Give the newspaper bosses this much: In their desperation to fix their dying businesses, they are going after logical targets. Google's rise has exactly nothing to do with their fall — but Google has money.

The latest harebrained scheme to shake down Google for cash goes like this, according to Silicon Alley Insider: The New York Times wants a cut of any ad Google sells on any page containing "New York Times content." There's also some scheme to implant Google ads in the text of Times articles, so they'd magically appear whenever a Times story is quoted.

What does this mean, exactly? When Google brokers an ad on a website, it keeps some of the money and shares the rest with the publisher.
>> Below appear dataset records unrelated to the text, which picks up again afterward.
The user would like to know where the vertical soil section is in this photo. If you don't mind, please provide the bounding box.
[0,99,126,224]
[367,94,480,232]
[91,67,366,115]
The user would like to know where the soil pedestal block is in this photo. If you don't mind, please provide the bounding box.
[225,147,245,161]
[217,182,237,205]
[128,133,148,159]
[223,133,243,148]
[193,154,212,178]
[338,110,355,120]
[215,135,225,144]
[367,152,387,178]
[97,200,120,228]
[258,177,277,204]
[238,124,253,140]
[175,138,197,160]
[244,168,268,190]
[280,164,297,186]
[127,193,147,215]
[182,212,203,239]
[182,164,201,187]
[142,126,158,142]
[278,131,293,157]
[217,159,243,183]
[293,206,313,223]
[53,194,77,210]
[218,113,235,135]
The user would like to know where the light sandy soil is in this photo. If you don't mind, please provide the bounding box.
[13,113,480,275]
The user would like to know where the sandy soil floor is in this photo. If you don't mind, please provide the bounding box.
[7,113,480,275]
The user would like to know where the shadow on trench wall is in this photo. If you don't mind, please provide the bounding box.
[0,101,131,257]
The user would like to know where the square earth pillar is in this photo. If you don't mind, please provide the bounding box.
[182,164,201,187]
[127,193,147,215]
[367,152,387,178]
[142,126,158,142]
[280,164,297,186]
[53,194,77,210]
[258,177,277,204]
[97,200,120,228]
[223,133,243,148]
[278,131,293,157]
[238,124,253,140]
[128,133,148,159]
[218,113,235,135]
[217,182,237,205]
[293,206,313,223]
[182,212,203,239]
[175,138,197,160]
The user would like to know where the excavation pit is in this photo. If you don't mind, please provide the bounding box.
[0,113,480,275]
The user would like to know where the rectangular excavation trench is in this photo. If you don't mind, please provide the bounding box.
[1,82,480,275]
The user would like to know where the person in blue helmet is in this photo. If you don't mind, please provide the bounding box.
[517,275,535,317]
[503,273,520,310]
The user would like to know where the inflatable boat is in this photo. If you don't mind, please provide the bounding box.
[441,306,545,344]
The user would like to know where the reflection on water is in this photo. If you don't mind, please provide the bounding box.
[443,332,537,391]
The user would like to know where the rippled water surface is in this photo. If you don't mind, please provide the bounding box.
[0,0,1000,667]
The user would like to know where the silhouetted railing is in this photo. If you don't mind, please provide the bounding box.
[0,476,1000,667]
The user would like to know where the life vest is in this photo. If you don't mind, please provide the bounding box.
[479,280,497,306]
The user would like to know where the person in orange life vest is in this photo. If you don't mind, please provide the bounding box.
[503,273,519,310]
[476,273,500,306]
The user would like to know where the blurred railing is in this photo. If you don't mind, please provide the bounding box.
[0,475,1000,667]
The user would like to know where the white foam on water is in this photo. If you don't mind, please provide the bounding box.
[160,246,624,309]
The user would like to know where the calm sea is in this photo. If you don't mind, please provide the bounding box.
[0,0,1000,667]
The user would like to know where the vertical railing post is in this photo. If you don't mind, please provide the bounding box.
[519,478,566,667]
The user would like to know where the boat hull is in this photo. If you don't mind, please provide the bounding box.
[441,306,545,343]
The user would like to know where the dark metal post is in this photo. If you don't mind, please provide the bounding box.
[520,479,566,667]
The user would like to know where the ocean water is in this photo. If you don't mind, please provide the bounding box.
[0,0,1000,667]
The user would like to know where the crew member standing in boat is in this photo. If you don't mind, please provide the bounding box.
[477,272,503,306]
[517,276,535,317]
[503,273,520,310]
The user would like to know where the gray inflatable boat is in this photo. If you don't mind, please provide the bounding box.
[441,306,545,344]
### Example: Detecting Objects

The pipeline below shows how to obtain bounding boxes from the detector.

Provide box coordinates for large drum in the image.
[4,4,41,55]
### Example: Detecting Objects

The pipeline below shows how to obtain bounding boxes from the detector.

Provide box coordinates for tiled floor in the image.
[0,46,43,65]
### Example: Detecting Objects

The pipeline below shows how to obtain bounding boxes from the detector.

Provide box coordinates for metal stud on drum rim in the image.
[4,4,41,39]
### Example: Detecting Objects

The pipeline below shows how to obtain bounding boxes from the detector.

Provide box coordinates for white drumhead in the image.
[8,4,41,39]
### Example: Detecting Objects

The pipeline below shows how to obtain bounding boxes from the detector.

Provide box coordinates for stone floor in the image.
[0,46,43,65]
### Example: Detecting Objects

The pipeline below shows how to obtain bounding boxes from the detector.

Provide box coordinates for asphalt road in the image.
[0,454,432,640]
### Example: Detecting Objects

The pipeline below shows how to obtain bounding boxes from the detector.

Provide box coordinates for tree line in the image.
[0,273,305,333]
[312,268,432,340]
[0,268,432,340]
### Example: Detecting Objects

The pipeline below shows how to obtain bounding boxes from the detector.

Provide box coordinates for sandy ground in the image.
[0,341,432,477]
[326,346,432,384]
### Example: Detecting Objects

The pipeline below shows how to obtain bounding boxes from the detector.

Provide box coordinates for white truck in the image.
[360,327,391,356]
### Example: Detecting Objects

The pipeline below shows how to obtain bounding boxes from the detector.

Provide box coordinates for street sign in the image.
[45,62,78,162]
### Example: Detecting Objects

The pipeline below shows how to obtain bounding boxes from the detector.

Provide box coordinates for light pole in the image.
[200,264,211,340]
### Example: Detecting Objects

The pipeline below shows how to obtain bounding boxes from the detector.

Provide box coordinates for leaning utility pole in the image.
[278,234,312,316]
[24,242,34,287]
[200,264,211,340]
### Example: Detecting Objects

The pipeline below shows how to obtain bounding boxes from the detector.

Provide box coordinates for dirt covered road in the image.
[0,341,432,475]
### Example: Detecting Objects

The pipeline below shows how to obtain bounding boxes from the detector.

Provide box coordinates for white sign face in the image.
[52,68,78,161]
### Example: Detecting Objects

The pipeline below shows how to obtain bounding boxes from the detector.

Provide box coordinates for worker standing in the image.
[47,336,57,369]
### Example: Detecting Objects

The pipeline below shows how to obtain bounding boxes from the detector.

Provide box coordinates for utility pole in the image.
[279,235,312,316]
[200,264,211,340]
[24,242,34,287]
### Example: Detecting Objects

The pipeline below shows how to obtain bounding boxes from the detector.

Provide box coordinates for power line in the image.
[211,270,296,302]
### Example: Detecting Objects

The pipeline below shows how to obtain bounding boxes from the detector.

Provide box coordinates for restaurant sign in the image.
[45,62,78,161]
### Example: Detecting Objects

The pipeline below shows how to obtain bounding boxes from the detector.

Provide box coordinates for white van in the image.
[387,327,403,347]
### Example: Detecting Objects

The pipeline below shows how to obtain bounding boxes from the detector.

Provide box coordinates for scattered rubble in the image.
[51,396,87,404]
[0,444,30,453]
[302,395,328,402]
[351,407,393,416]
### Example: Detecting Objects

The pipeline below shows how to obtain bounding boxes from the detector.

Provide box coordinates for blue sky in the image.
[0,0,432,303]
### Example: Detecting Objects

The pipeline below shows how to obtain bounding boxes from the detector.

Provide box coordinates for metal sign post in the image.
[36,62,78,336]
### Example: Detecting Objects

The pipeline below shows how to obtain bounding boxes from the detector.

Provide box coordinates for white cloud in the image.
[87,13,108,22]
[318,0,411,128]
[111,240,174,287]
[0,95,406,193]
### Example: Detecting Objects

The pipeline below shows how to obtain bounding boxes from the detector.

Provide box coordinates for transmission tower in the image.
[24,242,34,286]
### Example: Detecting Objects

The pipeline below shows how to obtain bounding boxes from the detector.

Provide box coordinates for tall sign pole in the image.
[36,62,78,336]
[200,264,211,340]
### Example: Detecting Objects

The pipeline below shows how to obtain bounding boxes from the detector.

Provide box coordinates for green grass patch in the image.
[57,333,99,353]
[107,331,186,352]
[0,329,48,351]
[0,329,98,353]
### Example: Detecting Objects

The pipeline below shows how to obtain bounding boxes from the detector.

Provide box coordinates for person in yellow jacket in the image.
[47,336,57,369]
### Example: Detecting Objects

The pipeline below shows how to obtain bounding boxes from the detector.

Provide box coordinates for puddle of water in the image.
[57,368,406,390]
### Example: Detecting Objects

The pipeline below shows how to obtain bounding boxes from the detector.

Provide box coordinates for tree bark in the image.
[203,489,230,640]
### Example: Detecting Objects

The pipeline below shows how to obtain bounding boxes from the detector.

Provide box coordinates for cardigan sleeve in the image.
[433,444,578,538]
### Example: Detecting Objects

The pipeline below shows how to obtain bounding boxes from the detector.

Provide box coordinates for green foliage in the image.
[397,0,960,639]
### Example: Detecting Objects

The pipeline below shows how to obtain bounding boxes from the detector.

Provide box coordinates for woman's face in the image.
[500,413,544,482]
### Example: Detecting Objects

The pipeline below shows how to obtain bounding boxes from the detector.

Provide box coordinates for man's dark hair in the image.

If the Times wants to insert itself into this transaction, it's going to have to pick someone's pocket — either online publishers, or Google. If the Times wants to roll over Google, more power to it. And if it wants to take money from the spam blogs which automatically scrape other sites' content, are hosted by Google's Blogger, and profit from Google-sold ads, great — Google ought to be doing more to prevent those sites from existing in the first place.

But if the Times thinks it can collect a vig from any blog that dares to cite a Times story, and Google plans to help it do so, they'll have a heck of a fight on their hands.

Here's a simpler idea: If the Times is so worried about people finding their stories online, why don't they just block Google? Google spokesman Gabriel Stricker made the suggestion himself. That makes far more sense than any of the schemes leaking out of the mortgaged Times headquarters in New York.